Additionally, Tongwei Co., Ltd. noted that due to the apparent stage of oversupply in the industry, relevant parties, including the PV Industry Association, had organized multiple meetings in the past two months to address the issue of cut-throat competition, gaining a clear understanding of the industry's real situation and issuing self-discipline calls. Positive factors are gradually accumulating. It is believed that with the consistent encouragement of innovation, the industry is likely to gradually end cut-throat competition and move towards healthier development through collaboration. According to an SMM survey at the end of November, polysilicon enterprises significantly reduced or halted production in December, with production schedules noticeably lower than in November. SMM estimates that domestic polysilicon production in December may be around 94,600 mt, down 15.2% MoM from November, with top-tier enterprises contributing the majority of the production cuts. Notably, against the backdrop of reduced polysilicon production schedules in December, polysilicon inventory slightly decreased from over 290,000 mt to approximately 277,000 mt as of December 20. Moreover, as January orders gradually unfold, many manufacturers have seen an increase in orders on hand, leading to a slight drop in inventory.
》Click to view the SMM database
Looking ahead to supply, SMM expects a slight reduction in supply in January 2025, but the overall scale will be limited.
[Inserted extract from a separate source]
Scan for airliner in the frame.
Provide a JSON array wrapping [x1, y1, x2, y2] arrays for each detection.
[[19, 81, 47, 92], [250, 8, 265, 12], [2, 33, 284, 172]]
Although polysilicon prices had slightly risen earlier due to the confidence restored by mainstream enterprises standing firm on quotes and the upcoming launch of polysilicon futures, it should be noted that the price increase still lacks fundamental support from supply and demand. In January and subsequent months, weak component demand is expected, and prices are likely to remain unsupported during the traditional off-season of January-February. Further attention is needed on additional production cut dynamics on the supply side and their impact on the market.